A section of this book speaks about Coca-Cola's CEO and his experience at Coke (my soft spot). He spend a good part of his life there, his father invented "entertainment advertising" and Jeffrey Dunn followed in his fathers footsteps. Until, he went to Brazil, a place where opportunity was knocking. Coke had planned on going to barrios (where many Brazilians live) sell small sodas, 6.7 ounces so they are more affordable... As Jeffrey Dunn walked through "an impoverished barrios in Rio de Janeiro, he had an epiphany... These people needed a lot of things, but they don't need a Coke. I almost threw up." ... Jeffery was later fired from Coke and is now doing work to "makeup for all the bad karma". He recently introduce the packaging and selling of "snack size baby carrots" to our grocery stores.
This sounds crazy but it's true, think of a convenient store as a drug dealer or more importantly your child's drug dealer. They are set up to grab your kids get them hooked on the big three, Salt, Sugar & Fat. Our children are known to be more important to their business than any adult walking in their door. The more they eat the more they want and the point in all the food mixtures.

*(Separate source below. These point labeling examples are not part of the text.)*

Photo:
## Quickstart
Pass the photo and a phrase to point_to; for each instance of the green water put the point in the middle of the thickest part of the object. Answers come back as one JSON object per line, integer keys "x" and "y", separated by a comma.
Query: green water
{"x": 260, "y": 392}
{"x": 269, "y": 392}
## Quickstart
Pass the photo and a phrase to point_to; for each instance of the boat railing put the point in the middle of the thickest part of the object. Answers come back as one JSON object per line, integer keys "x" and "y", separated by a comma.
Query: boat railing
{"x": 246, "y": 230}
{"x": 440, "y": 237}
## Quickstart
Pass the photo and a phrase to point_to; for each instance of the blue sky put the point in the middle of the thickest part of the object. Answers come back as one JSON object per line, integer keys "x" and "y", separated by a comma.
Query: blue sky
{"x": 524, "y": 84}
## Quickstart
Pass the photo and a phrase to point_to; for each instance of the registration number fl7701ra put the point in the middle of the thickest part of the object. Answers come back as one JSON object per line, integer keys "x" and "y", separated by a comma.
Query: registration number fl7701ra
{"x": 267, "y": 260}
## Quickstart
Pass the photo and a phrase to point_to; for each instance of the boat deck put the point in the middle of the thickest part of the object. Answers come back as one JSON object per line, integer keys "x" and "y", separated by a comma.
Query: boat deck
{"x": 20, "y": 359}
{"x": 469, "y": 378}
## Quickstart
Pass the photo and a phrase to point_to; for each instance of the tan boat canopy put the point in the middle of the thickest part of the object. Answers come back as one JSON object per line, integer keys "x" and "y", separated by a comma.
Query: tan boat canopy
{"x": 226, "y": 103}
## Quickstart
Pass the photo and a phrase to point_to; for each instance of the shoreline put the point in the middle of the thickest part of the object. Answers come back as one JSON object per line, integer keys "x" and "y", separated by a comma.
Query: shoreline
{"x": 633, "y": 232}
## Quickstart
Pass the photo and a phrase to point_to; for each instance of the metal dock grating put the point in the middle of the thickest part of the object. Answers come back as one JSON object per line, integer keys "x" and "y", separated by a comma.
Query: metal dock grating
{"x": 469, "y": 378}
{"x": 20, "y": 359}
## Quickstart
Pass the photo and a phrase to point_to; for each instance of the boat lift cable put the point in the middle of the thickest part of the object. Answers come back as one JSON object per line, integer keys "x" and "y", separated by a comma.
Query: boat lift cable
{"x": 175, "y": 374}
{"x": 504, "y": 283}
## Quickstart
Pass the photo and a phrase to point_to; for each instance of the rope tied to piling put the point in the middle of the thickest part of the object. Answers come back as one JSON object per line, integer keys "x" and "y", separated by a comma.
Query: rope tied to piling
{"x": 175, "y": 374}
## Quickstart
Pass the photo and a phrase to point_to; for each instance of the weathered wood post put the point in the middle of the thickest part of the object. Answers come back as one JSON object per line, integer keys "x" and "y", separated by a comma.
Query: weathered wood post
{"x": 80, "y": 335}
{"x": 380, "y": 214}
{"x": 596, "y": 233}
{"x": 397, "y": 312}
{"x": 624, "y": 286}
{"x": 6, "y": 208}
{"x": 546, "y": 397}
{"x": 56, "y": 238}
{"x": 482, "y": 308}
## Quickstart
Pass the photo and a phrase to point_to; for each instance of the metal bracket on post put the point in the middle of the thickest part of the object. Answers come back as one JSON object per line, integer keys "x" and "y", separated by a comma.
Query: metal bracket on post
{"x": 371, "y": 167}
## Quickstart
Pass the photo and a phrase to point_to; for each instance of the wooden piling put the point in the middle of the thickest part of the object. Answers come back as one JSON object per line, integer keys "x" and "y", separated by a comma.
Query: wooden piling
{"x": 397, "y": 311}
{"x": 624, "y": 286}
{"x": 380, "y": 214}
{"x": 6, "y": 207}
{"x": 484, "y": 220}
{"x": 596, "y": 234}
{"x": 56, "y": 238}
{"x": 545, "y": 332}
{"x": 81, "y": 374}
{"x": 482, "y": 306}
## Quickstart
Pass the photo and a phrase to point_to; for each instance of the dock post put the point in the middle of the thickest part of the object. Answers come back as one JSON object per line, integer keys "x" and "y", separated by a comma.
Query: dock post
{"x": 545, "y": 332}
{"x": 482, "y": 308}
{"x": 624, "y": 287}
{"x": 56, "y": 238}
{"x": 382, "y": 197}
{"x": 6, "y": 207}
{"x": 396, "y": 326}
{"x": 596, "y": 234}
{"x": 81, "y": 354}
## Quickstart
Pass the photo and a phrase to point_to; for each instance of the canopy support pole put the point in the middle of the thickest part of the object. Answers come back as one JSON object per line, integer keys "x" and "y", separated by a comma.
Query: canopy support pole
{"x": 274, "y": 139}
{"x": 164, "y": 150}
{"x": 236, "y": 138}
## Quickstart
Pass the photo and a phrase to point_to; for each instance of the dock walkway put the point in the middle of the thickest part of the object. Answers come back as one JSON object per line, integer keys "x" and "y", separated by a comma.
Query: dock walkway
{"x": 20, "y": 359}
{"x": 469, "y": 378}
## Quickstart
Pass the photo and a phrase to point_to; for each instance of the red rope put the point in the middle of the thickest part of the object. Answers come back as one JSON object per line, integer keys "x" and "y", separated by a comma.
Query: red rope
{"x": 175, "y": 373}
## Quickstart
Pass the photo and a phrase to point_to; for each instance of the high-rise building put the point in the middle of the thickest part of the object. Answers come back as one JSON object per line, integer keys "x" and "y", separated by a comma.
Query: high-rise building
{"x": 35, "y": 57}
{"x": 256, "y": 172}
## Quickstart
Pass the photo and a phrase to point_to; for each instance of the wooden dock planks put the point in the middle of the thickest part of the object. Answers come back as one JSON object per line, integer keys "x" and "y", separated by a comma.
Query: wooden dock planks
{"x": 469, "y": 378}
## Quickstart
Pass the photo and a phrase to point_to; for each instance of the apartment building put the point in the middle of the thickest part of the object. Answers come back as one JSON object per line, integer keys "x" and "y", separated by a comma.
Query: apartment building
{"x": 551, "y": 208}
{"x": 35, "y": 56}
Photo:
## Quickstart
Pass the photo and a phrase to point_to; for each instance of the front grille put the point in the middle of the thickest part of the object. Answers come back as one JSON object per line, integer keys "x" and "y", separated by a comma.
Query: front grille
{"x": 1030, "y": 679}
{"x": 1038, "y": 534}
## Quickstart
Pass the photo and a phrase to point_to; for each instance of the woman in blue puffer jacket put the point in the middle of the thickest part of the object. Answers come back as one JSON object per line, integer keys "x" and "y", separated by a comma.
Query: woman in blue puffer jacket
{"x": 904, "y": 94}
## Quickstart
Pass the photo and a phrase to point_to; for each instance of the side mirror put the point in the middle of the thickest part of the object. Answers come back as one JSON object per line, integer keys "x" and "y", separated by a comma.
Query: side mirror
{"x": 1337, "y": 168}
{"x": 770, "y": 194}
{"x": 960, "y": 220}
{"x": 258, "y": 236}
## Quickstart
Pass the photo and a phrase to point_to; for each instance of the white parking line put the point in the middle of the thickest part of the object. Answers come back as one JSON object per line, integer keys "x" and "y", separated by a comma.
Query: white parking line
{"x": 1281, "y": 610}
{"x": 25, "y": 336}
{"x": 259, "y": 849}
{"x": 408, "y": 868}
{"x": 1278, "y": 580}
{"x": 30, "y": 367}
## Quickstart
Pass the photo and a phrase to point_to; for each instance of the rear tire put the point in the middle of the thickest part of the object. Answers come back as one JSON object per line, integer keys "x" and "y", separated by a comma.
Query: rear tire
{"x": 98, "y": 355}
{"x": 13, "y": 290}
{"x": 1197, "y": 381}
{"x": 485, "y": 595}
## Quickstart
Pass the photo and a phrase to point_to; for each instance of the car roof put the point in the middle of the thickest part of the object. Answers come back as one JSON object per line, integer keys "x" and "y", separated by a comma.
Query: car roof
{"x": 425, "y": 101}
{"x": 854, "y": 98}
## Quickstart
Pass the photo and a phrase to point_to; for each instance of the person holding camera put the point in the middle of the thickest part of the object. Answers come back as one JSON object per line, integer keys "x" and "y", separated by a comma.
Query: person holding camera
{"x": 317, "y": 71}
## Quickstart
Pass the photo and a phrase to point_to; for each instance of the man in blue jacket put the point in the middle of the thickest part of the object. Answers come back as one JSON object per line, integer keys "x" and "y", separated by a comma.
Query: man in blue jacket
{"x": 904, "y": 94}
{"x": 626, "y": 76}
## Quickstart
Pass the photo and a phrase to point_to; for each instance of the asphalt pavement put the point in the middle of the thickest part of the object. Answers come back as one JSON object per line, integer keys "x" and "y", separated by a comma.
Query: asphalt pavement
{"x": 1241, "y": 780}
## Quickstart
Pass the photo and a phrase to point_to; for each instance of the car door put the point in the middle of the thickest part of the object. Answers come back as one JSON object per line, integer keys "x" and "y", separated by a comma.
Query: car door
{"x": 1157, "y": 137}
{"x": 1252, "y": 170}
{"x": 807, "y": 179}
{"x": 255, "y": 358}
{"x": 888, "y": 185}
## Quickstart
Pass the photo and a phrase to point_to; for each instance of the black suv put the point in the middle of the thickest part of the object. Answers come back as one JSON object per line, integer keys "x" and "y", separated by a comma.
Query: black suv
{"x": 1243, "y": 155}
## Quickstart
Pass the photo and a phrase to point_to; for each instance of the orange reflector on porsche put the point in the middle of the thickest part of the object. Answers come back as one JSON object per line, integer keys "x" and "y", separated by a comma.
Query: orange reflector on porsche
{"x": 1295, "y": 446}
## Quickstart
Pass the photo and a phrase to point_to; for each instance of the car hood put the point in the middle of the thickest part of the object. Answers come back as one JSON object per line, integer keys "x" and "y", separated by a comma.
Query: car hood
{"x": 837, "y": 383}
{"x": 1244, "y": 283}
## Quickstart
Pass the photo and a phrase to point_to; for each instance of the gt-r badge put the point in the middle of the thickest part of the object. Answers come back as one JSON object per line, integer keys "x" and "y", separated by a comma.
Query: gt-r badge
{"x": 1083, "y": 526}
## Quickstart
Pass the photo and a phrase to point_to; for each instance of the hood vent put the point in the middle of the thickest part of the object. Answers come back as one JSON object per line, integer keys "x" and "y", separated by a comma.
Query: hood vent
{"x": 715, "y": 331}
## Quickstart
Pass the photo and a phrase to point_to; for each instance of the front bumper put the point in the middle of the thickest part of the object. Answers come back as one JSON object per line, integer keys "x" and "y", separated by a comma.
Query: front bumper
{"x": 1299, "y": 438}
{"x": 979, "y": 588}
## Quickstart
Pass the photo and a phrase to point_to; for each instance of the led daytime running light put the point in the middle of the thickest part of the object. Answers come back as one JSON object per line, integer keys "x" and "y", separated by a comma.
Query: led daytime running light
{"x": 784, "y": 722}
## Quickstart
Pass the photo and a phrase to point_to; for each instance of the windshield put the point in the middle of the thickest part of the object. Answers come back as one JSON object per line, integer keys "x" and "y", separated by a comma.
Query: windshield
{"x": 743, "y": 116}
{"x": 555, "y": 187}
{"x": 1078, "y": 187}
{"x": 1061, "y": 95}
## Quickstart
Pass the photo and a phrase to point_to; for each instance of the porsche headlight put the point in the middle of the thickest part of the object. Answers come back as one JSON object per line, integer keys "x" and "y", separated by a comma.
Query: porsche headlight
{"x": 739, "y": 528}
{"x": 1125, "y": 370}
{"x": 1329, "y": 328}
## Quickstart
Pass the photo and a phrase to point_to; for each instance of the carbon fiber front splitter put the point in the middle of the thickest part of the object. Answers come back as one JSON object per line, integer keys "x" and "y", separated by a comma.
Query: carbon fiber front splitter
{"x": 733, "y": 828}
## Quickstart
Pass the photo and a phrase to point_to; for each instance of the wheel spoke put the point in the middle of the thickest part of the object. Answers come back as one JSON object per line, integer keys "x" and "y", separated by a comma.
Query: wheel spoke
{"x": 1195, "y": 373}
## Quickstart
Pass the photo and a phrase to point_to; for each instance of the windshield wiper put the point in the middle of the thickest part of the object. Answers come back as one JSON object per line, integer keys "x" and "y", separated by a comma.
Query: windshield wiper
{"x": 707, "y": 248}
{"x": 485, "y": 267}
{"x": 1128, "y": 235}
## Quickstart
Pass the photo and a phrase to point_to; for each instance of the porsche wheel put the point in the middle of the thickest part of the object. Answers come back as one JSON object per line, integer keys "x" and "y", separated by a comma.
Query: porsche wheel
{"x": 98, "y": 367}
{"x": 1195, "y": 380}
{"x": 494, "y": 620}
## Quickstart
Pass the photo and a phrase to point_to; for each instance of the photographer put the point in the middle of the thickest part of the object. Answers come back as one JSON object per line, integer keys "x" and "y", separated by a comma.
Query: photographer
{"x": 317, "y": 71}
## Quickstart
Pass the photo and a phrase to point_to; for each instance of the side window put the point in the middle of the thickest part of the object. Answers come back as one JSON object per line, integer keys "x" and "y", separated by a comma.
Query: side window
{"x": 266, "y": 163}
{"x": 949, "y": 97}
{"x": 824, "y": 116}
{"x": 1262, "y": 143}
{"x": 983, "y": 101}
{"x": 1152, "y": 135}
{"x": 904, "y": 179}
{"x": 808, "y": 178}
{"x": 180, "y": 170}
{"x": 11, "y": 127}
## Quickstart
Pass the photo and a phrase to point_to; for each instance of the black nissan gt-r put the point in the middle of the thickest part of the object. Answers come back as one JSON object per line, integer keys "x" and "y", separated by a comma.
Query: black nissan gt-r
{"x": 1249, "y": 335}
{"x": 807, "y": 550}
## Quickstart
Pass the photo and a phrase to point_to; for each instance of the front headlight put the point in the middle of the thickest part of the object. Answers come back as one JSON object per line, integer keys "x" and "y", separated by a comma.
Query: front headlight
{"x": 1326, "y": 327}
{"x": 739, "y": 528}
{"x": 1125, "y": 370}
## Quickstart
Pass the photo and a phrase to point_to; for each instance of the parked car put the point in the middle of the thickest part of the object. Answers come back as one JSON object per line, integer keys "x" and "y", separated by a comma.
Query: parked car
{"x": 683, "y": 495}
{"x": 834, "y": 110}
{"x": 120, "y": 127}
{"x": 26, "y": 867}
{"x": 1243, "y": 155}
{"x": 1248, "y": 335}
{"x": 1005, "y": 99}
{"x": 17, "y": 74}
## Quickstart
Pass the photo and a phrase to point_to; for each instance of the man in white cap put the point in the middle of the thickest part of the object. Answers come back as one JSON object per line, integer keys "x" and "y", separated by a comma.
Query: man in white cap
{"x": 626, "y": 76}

Cheetos are a prime example of, "vanishing caloric density" a food that melts in your mouth telling your brain their are no calories and it needs more a never ending of more.
I could go on and on... It's a great book, it covers our body's natural reaction, government intervention, food science, sales (at all costs), obesity and our LOVE of cheap food. Even if it doesn't change your eating habits overnight, it's worth knowing about and understanding how our bodies react. For me realizing that the salt, sugar and fat in a lot of foods isn't in them to help with flavoring or naturally occurring in foods, like when I cook from scratch. The big three are included to manipulate our bodies to wanting more, therefore buying more and driving up prices- at any cost. I think after you read this book like many of the scientists in the book, you can't unknow something. Knowledge is king. If there is anything you walk away with, know that the food on the shelf today is 100% not the food we were raised on.